First, if you're going to use an external USB WiFi card, ensure that the card has the capability to create an access point. You can verify if your WiFi card has AP capabilities by using the command iwconfig on Kali Linux:

iw list | grep AP

In both cases the AP needs to be configured to point to your host computer's IP. Your host computer must be connected to the AP (via wired connection or WiFi) and you need to have connection to the target network (can be the same connection as to the AP). Some additional configuration may be required on your host computer to route traffic to the target network.

Installation

The following procedure is setting up a MITM position using an access point and an additional network interface:

Create a WiFi network either through a separate access point or through an external USB WiFi card or through the built-in card of your host computer.

This can be done by using the built-in utilities on macOS. You can use share the internet connection on Mac with other network users.

For all major Linux and Unix operating systems you need tools such as:

  • hostapd
  • dnsmasq
  • iptables
  • wpa_supplicant
  • airmon-ng

For Kali Linux you can install these tools with apt-get:

apt-get update
apt-get install hostapd dnsmasq aircrack-ng

iptables and wpa_supplicant are installed by default on Kali Linux.

In case of a separate access point, route the traffic to your host computer. In case of an external USB WiFi card or built-in WiFi card the traffic is already available on your host computer.

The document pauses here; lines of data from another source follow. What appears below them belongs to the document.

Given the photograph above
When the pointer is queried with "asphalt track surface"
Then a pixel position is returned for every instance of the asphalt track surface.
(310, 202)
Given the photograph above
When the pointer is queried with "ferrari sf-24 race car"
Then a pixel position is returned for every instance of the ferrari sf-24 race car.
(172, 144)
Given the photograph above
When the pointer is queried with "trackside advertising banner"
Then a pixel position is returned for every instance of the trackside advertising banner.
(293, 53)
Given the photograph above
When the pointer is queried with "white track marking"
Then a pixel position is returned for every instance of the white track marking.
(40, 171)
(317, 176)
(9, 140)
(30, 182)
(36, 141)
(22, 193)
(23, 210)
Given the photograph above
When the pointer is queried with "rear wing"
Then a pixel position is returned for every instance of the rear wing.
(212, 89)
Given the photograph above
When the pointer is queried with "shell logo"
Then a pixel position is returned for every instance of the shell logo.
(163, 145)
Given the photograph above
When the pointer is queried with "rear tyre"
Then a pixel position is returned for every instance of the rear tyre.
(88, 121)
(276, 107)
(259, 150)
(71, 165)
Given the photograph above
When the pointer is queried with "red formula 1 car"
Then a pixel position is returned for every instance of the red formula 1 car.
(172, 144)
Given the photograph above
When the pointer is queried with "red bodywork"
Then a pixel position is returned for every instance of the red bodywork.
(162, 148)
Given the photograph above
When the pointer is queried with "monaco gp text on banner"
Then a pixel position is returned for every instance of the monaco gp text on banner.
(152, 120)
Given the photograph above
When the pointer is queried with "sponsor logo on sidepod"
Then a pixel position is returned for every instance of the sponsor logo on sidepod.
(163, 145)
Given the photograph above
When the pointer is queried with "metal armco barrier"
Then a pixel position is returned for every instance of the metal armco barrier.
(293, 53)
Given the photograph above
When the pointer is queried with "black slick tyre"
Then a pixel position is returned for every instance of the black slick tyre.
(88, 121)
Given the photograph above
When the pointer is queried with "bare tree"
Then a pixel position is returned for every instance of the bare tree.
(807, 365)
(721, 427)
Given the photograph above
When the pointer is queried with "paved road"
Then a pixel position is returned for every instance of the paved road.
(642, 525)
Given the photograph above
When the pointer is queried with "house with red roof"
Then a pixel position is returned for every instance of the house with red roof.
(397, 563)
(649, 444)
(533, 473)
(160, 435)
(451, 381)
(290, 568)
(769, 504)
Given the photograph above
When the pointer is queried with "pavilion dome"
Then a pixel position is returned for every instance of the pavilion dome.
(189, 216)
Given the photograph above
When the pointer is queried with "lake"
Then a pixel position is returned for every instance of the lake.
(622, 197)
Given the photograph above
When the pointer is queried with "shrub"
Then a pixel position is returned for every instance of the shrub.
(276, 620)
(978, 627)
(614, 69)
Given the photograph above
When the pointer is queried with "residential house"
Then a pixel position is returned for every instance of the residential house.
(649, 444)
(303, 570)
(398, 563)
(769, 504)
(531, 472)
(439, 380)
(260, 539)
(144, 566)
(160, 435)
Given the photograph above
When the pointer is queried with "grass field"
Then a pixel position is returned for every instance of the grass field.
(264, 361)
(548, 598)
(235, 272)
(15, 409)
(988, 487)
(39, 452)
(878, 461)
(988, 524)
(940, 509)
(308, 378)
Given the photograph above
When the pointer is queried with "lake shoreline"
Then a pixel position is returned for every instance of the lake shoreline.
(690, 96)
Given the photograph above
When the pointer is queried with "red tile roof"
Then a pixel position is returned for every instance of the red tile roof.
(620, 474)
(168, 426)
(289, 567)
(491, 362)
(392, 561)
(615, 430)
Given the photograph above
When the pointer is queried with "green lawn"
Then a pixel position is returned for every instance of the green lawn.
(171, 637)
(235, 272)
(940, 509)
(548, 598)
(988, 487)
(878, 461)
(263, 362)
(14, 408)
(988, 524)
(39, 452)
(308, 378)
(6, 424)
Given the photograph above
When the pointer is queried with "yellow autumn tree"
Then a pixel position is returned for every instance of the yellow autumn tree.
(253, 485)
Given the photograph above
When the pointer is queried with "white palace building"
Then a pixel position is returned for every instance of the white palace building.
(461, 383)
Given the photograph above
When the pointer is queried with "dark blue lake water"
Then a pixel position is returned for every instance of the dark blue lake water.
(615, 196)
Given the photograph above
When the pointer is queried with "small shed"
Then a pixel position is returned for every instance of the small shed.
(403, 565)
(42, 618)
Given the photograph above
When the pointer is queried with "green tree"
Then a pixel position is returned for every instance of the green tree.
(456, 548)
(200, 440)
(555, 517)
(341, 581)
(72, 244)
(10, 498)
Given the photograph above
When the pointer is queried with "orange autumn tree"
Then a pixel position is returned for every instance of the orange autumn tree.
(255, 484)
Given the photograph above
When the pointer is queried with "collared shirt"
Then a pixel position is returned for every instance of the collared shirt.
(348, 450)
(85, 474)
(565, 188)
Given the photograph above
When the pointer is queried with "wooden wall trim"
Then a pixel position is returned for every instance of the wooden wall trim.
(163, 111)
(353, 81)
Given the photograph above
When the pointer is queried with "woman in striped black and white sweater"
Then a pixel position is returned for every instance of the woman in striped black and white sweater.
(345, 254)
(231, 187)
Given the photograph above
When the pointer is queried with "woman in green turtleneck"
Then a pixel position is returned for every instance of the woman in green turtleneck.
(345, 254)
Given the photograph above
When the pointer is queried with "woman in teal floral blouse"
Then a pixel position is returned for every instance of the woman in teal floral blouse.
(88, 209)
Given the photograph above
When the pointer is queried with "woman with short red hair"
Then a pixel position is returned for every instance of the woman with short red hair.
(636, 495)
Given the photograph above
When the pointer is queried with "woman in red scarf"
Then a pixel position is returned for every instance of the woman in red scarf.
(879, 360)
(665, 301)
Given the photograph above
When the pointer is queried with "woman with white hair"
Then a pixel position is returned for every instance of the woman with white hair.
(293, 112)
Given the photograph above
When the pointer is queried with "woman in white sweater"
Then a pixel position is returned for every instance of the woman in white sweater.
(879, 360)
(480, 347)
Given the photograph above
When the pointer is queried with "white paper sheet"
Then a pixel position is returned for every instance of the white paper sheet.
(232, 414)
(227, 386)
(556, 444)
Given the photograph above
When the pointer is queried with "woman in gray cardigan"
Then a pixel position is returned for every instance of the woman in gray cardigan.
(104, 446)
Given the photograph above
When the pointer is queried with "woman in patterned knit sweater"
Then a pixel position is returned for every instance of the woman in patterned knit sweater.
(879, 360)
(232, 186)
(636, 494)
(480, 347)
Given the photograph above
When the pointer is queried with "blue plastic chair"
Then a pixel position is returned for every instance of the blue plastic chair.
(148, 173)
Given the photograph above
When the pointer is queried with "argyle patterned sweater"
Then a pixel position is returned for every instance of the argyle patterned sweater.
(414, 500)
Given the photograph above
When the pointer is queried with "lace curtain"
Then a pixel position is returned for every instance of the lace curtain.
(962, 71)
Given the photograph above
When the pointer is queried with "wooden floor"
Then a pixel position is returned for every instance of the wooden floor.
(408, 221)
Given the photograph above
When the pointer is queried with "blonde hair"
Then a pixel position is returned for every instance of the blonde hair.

Route the incoming traffic coming from the WiFi to the additional network interface where the traffic can reach the target network. Additional network interface can be wired connection or other WiFi card, depending on your setup.

Configuration

We focus on the configuration files for Kali Linux. Following values need to be defined:

  • wlan1 - id of the AP network interface (with AP capabilities),
  • wlan0 - id of the target network interface (this can be wired interface or other WiFi card)
  • 10.0.0.0/24 - IP addresses and mask of AP network

The following configuration files need to be changed and adjusted accordingly:

  • hostapd.conf

    # Name of the WiFi interface we use
interface=wlan1
# Use the nl80211 driver
driver=nl80211
hw_mode=g
channel=6
wmm_enabled=1
macaddr_acl=0
auth_algs=1
ignore_broadcast_ssid=0
wpa=2
wpa_key_mgmt=WPA-PSK
rsn_pairwise=CCMP
# Name of the AP network
ssid=STM-AP
# Password of the AP network
wpa_passphrase=password

  • wpa_supplicant.conf

    network={
    ssid="NAME_OF_THE_TARGET_NETWORK"
    psk="PASSWORD_OF_THE_TARGET_NETWORK"
}

  • dnsmasq.conf

    interface=wlan1
dhcp-range=10.0.0.10,10.0.0.250,12h
dhcp-option=3,10.0.0.1
dhcp-option=6,10.0.0.1
server=8.8.8.8
log-queries
log-dhcp
listen-address=127.0.0.1

MITM Attack

To be able to get a MITM position you need to run the above configuration. This can be done by using the following commands on Kali Linux:

# check if other process is not using WiFi interfaces
$ airmon-ng check kill
# configure IP address of the AP network interface
$ ifconfig wlan1 10.0.0.1 up
# start access point
$ hostapd hostapd.conf
# connect the target network interface
$ wpa_supplicant -B -i wlan0 -c wpa_supplicant.conf
# run DNS server
$ dnsmasq -C dnsmasq.conf -d
# enable routing
$ echo 1 > /proc/sys/net/ipv4/ip_forward
# iptables will NAT connections from AP network interface to the target network interface
$ iptables --flush
$ iptables --table nat --append POSTROUTING --out-interface wlan0 -j MASQUERADE
$ iptables --append FORWARD --in-interface wlan1 -j ACCEPT
$ iptables -t nat -A POSTROUTING -j MASQUERADE

Now you can connect your mobile devices to the access point.